Global media groups negotiating stakes in local b'casters
RIO DE JANIERO — Brazil’s broadcast sector is on the verge of deep change thanks to the adoption of landmark regulation allowing Brazilian media groups to carry out initial public offerings.
Foreign groups and investors will be able to take stakes of up to 30% in local broadcasters through the IPOs (Congress still must pass complementary legislation to the new regulation in order for it to become law). Previously, a company’s ownership was limited to Brazilian citizens.
Even though many analysts believe that the 30% restriction will prevent foreigners from investing in Brazil, a number of global media groups are negotiating the purchase of stakes in local broadcasters. Disney, AOL Time Warner, Sony, Mexico’s Televisa, Venezuela’s Cisneros Group, U.K.’s Pearson and Spain’s Prisa are reportedly sniffing around.
Cash infusion is much needed as local broadcasters have thin wallets. Some groups, such as market leader Organizacoes Globo, which owns TV Globo and Globosat,are in a difficult debt situation, aggravated by a 57% accumulated depreciation of local currency in the January 2001-September 2002 period.
Broadcasters also have suffered an overall fall in ad spending in 2001.
But the sector showed signs of recovery in the first four months of this year, when TV ad spending rose 8.67% to 1.58 billion reais ($505 million) vs. the same period last year.
The currency devaluation and the general economic slowdown have reduced local broadcasters’ appetite for international programming. SBT and TV Record, the country’s second- and third-largest nets, respectively, will not send buyers to Mipcom.
Fourth-ranked web TV Bandeirantes will be present with a sales team headed by programming director Rogerio Gallo and acquisitions director Elisa Ayub, but will limit purchases to reality shows.
“The idea is to go to Mipcom and check what is new in terms of formats.
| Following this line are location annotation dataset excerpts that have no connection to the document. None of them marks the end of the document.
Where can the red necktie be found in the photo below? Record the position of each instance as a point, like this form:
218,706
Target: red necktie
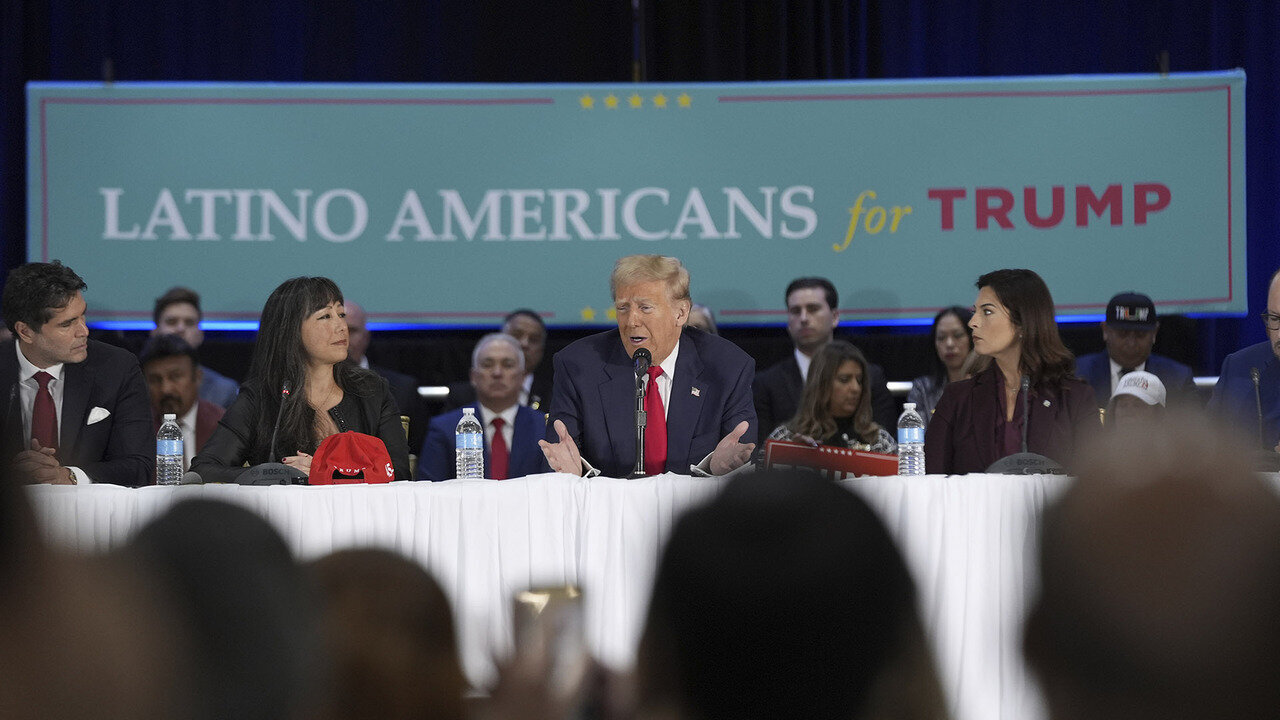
498,455
44,417
656,427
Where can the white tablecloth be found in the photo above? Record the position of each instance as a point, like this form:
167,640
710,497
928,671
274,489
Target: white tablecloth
969,542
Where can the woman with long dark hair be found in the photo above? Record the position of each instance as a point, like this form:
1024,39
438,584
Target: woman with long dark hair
952,340
836,404
300,373
982,419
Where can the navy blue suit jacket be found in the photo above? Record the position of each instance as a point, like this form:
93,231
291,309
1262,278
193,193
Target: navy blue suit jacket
1178,378
437,461
1234,399
594,395
118,449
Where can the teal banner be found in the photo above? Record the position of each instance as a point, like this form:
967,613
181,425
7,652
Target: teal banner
455,204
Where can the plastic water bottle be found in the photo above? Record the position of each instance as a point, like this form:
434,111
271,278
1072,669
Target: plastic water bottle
910,441
169,451
469,446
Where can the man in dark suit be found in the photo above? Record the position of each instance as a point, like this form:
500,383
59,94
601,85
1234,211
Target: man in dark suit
1255,404
1129,331
403,387
699,390
535,391
812,318
511,431
172,370
77,409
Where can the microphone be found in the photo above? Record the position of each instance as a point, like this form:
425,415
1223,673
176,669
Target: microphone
641,359
274,473
1025,463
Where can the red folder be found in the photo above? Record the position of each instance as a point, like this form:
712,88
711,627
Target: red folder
836,463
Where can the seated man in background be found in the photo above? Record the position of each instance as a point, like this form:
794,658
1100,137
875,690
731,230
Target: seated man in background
535,387
1248,387
698,402
403,387
172,370
1160,579
511,431
813,313
177,311
77,408
1129,331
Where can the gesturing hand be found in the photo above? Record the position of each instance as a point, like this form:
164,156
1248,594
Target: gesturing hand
563,455
730,454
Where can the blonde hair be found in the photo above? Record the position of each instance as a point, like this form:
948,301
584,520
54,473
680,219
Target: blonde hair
645,268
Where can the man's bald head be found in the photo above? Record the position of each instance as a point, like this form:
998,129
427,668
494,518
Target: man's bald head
1160,582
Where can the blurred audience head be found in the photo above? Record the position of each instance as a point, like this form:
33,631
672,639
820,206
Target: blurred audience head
1160,579
177,311
813,313
952,341
1137,402
700,317
784,597
836,388
389,637
252,620
172,370
497,370
530,332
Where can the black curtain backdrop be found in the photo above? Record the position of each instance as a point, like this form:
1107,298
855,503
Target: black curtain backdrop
682,40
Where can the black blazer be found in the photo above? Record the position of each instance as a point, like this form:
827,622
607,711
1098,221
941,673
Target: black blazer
236,440
961,436
118,449
777,396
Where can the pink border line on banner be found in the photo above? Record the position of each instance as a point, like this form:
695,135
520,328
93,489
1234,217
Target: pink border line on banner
1230,287
45,101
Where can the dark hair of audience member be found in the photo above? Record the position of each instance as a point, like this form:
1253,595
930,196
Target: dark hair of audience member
936,368
1031,308
1160,580
160,346
32,291
827,288
389,636
813,418
785,597
176,296
245,598
280,358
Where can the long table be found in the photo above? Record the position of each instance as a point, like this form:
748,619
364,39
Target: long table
969,542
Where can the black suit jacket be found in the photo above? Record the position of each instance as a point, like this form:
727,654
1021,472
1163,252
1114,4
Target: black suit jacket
118,449
777,396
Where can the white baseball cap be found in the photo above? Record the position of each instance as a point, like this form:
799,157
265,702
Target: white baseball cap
1143,386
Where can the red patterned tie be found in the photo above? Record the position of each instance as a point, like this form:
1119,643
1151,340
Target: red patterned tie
498,455
656,427
44,417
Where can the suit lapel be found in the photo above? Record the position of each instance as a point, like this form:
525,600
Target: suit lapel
74,405
684,408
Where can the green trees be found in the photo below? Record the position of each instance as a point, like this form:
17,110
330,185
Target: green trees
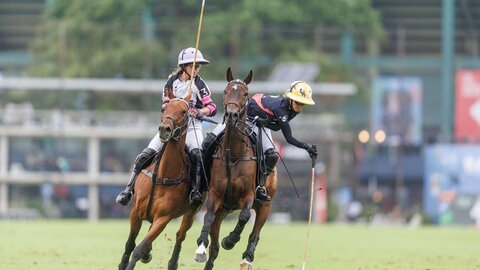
82,38
111,38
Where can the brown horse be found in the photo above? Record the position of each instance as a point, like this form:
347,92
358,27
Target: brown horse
168,198
232,182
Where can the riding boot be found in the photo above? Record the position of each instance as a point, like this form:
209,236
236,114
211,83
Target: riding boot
209,141
142,160
271,159
195,197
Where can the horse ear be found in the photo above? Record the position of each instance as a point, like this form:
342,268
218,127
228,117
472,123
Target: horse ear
249,78
229,75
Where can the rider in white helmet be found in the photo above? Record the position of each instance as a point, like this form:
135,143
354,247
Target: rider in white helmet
200,104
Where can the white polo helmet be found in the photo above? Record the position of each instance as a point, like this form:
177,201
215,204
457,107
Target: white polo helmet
186,57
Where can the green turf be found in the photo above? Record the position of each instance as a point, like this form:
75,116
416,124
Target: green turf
65,245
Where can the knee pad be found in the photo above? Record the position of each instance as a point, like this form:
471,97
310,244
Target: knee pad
271,159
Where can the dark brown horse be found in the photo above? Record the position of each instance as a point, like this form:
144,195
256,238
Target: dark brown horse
168,198
232,182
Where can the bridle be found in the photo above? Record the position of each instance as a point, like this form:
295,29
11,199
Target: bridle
241,109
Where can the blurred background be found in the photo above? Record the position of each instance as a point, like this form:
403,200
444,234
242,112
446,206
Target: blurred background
396,82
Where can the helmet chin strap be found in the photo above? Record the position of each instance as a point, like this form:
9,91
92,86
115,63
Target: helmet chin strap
189,75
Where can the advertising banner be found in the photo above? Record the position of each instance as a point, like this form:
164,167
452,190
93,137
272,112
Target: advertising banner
467,105
452,182
397,107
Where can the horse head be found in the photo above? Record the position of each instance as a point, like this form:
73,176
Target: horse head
174,120
236,97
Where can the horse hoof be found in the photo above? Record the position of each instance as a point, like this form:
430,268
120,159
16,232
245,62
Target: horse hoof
245,265
227,244
200,254
147,258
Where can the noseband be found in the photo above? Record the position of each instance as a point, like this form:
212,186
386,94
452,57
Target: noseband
241,109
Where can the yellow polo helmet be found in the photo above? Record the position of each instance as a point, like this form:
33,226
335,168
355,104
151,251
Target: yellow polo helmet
301,92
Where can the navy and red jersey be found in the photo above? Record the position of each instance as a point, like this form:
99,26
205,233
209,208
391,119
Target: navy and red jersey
200,92
277,111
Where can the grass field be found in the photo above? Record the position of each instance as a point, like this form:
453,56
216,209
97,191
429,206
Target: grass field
42,245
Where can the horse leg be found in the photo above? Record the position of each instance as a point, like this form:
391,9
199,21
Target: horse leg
187,221
249,254
135,226
214,233
202,241
144,248
229,241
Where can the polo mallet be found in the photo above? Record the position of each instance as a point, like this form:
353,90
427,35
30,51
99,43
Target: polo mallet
192,78
312,188
196,44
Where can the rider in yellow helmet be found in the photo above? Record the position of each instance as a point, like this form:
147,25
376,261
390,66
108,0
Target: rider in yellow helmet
274,113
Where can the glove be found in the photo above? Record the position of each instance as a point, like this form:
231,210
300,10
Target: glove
260,121
193,112
312,151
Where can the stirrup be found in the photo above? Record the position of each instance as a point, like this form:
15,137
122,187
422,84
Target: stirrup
261,194
124,197
195,197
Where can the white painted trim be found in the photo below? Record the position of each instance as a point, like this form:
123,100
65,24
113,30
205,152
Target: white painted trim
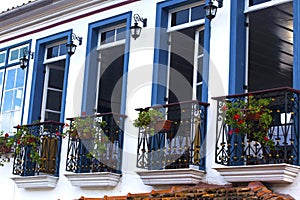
35,182
270,173
188,176
111,44
186,25
264,5
97,179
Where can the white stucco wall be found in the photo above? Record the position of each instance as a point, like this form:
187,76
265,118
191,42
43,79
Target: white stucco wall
138,95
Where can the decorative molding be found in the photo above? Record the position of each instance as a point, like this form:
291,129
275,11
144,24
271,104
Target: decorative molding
171,176
35,182
269,173
95,179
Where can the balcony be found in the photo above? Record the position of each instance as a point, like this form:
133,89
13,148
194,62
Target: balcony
37,155
174,155
249,160
95,150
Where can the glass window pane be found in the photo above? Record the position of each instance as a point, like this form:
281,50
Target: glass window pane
201,43
6,122
2,57
198,13
52,116
14,54
180,17
22,50
255,2
20,77
10,79
107,37
200,68
52,52
1,79
62,49
56,79
199,92
53,100
7,103
121,33
18,99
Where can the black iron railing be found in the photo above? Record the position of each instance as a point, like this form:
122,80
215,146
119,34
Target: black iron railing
37,148
238,149
95,143
181,146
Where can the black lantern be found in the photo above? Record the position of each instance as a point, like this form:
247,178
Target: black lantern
211,9
71,47
24,61
136,29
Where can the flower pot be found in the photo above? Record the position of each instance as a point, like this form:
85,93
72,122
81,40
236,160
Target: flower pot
162,125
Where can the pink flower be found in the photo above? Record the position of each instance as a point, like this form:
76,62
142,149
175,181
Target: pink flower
236,116
224,108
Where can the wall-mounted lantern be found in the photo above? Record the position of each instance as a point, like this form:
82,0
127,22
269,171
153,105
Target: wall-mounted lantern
136,29
211,9
71,47
24,61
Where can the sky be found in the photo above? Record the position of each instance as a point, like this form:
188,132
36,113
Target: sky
5,4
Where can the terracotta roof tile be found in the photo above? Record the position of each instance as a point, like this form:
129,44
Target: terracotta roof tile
17,6
255,190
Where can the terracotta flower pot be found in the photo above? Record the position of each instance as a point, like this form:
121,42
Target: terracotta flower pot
163,125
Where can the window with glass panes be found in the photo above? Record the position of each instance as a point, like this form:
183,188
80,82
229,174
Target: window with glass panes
12,82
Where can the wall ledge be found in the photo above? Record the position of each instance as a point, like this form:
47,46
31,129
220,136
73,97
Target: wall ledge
269,173
171,176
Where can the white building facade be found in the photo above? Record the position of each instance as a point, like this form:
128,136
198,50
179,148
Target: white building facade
182,64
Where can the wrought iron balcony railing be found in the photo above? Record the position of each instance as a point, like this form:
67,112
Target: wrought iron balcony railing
37,149
177,147
238,149
95,143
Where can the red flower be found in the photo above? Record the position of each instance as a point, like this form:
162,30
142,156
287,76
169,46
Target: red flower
224,108
236,116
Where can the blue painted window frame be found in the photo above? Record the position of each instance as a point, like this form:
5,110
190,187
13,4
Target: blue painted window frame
37,85
237,63
7,65
160,62
88,100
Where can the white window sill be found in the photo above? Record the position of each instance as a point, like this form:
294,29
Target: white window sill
35,182
269,173
95,179
171,176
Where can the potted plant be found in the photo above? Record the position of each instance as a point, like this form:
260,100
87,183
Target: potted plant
6,144
22,138
152,120
251,117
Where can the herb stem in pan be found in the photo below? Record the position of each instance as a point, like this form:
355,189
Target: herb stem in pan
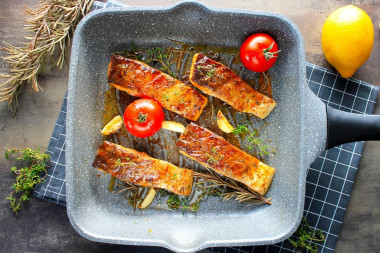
233,190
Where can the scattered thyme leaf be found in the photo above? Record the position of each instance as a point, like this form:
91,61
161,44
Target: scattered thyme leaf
254,142
27,177
305,237
183,204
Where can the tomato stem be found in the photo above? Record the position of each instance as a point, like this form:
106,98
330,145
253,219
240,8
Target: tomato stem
142,117
269,55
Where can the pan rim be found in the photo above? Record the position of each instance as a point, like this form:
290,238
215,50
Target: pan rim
71,109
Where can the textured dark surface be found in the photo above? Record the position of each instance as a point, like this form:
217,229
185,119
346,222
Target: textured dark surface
44,227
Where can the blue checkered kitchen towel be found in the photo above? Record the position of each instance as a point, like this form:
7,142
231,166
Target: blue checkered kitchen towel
330,177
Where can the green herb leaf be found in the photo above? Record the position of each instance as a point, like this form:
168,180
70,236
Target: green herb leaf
254,142
305,237
27,177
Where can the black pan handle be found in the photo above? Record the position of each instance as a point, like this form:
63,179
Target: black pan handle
344,127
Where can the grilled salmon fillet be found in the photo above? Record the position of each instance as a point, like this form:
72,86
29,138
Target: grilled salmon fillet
214,152
138,168
215,79
141,80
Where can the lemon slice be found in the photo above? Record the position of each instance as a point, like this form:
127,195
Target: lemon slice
223,123
112,126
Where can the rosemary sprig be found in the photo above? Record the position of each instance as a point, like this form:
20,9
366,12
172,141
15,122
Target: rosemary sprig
306,238
51,25
233,190
27,177
264,149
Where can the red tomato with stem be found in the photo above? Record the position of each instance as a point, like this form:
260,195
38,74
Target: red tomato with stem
143,117
259,52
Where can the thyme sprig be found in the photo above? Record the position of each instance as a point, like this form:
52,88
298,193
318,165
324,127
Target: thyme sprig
305,238
232,189
27,177
51,24
176,203
254,142
166,57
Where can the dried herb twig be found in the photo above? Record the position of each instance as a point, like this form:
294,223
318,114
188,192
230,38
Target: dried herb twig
51,24
233,190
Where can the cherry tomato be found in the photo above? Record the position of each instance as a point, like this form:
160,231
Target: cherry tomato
143,117
259,52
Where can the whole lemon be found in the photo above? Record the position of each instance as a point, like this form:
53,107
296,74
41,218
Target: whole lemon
347,39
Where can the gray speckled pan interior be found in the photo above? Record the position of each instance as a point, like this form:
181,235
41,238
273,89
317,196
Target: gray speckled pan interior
297,129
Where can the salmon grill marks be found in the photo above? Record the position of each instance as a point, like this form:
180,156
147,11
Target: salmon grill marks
211,150
138,168
139,79
215,79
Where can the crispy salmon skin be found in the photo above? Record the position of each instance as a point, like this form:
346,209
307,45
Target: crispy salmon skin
140,80
215,79
214,152
138,168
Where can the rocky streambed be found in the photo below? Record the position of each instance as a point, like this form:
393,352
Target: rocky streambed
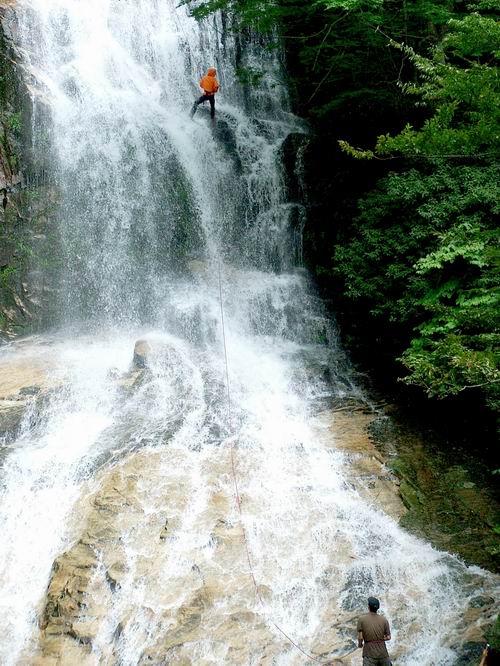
154,569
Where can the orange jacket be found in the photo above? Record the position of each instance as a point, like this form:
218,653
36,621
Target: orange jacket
209,83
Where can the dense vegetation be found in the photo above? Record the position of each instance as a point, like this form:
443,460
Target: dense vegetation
404,229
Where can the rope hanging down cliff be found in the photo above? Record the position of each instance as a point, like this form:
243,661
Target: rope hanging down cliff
231,440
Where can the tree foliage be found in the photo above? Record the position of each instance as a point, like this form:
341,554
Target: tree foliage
421,254
425,249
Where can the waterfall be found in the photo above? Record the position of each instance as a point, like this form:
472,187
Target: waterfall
159,216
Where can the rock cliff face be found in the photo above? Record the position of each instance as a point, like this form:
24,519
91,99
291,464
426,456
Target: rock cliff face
150,577
27,197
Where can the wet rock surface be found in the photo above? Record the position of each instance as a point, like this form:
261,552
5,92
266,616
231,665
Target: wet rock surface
449,495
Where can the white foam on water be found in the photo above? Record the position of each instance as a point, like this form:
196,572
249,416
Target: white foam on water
140,185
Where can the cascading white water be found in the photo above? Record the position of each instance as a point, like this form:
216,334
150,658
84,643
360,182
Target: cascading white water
154,208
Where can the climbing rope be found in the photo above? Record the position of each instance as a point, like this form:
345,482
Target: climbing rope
231,441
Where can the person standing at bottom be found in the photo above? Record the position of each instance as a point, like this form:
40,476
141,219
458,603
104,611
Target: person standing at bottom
210,86
373,632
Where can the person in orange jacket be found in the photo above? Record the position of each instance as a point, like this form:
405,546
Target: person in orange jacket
210,86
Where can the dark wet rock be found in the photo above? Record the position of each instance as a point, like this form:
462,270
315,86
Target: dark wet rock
481,601
447,499
142,351
291,150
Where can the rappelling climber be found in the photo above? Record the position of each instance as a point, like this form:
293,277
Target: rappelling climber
210,86
373,632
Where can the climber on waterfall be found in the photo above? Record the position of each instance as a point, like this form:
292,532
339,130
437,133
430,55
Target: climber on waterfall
210,86
373,632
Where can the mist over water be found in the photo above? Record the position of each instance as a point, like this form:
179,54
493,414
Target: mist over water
159,217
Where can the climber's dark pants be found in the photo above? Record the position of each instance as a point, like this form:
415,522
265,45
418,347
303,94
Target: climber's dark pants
205,98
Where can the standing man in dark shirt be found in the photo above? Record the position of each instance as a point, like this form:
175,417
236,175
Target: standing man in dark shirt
373,632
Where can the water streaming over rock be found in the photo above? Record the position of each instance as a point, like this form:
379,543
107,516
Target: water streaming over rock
121,540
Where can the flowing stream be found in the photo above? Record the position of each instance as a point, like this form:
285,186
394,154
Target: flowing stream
121,537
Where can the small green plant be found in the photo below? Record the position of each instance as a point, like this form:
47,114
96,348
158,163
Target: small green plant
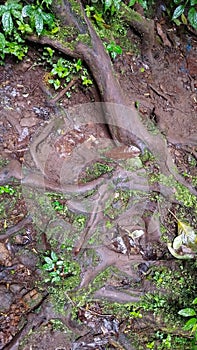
63,71
57,268
17,20
185,11
113,49
108,6
143,3
191,324
7,189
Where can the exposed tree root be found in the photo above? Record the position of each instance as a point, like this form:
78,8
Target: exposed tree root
122,118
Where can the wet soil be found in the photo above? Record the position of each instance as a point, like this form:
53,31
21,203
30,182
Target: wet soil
164,93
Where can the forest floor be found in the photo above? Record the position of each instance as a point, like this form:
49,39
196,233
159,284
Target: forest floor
111,270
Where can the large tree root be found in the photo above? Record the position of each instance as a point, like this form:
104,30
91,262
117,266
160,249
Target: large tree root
122,118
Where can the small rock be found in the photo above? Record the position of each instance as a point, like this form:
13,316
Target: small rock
29,122
5,258
28,259
6,298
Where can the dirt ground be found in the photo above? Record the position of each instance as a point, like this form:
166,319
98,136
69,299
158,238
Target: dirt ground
165,93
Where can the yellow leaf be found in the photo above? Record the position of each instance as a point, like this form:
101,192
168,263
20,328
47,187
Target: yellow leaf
183,19
177,255
189,237
5,224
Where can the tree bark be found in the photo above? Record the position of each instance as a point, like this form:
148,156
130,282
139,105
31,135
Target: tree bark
121,117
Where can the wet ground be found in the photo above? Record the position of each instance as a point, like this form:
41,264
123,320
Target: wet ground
94,222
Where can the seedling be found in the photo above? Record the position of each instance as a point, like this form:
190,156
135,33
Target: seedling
7,189
57,268
113,49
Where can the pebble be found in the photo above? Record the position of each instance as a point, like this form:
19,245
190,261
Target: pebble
6,298
5,258
29,122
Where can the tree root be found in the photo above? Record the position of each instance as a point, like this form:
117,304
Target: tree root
14,229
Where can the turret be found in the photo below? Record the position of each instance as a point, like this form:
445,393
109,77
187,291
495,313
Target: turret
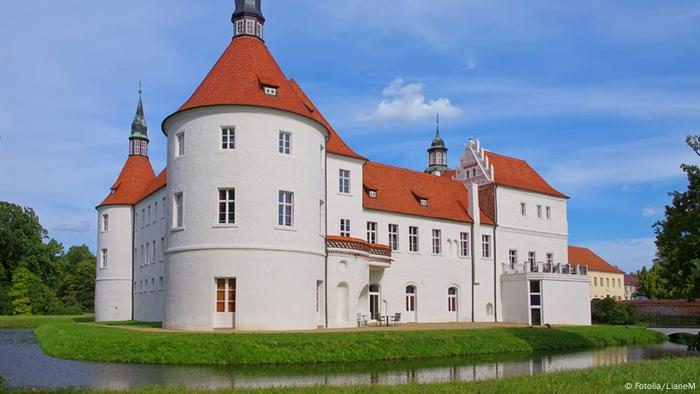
248,19
437,154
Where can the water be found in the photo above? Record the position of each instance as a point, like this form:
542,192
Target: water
24,364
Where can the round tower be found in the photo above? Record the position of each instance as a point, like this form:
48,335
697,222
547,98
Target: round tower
246,185
115,228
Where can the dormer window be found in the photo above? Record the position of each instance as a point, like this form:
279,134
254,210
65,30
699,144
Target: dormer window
270,91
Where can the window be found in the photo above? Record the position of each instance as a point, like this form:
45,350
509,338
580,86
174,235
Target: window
410,298
103,259
464,244
394,236
285,147
285,209
179,144
270,91
344,181
486,246
228,138
372,232
452,299
413,239
512,258
344,227
437,241
227,206
177,210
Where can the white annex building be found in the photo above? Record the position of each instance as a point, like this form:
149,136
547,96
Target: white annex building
266,220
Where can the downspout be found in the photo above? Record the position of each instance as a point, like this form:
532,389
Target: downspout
325,234
495,254
133,257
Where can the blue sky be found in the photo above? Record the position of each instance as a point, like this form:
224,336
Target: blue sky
597,95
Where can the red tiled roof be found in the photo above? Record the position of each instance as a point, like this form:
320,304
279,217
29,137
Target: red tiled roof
135,177
398,189
585,256
237,79
518,174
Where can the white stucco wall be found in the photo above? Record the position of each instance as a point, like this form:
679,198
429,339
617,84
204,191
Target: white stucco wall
276,268
113,282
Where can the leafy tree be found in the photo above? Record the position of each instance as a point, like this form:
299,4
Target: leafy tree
678,236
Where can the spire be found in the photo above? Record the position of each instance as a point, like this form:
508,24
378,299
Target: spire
437,153
248,19
138,140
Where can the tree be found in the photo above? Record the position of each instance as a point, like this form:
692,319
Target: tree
678,236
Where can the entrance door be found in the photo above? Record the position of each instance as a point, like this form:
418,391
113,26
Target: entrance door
411,314
374,310
225,303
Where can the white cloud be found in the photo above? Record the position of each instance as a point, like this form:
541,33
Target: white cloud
627,254
407,103
650,211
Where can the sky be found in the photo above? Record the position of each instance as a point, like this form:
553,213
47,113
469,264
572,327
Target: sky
597,95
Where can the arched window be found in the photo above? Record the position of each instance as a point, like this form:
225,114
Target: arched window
452,299
410,298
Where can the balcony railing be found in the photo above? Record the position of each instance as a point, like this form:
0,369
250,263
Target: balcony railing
547,268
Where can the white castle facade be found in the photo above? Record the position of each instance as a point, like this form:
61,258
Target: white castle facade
266,220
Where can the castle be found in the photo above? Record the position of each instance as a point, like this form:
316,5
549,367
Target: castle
266,220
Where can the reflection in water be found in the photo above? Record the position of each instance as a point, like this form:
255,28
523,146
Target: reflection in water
24,364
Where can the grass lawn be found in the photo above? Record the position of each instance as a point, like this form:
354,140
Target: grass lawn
100,343
36,321
605,379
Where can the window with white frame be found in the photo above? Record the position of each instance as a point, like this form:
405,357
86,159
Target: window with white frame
344,181
394,236
228,138
285,143
285,209
178,210
512,258
437,241
180,144
372,232
486,245
344,227
464,244
103,259
413,239
227,206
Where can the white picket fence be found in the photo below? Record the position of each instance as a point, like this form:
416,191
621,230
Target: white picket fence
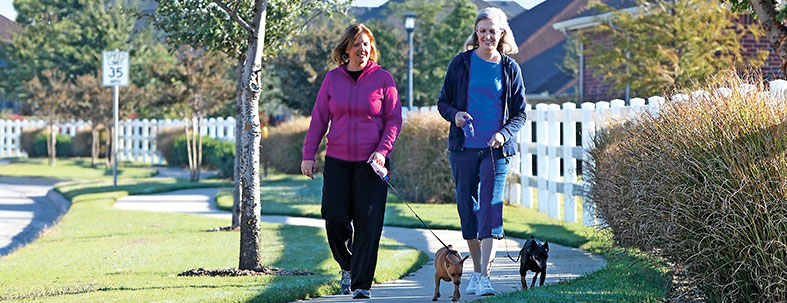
136,138
540,145
549,124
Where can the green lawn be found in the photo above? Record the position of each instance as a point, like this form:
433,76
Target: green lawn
71,168
628,277
97,253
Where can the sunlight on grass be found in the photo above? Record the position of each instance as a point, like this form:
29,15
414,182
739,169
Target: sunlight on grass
628,277
97,253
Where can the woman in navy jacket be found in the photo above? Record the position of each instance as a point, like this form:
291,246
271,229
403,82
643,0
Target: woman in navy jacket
483,87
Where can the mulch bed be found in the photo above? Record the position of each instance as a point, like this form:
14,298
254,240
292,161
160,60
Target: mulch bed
234,272
224,228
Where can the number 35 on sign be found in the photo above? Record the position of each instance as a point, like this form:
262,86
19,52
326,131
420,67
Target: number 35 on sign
115,71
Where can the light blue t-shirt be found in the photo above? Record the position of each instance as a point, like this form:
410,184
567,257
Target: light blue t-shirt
483,100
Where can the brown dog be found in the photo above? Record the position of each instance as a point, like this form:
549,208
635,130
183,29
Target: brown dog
448,265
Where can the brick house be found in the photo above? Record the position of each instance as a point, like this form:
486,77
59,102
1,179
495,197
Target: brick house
593,88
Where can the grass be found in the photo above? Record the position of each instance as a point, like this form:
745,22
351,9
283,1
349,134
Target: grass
97,253
71,168
628,277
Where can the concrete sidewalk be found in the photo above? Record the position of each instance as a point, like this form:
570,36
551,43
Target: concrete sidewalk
27,207
564,262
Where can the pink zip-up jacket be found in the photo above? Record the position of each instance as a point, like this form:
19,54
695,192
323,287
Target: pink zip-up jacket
365,115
We will not be looking for films or series,” Ayub says.
On the sales side, its international sales director Nono Saad, will offer the net’s library of telenovelas, series and docs.
Globo will be making the biggest splash at the market, but sales seems to be the priority, not buys.
“Globo has a 20,000-hour library of telenovelas and series, (in addition) to documentaries and footage from our news agency,” says Helena Bernardi, director of marketing and sales.
Bernardi also says TV Globo for the first time will be offering rights for features from the company’s theatrical division, Globo Filmes.
Despite the local pay TV sector stagnation, OG’s Globosat continues to be a strong buyer of all types of programming for its 21 channels.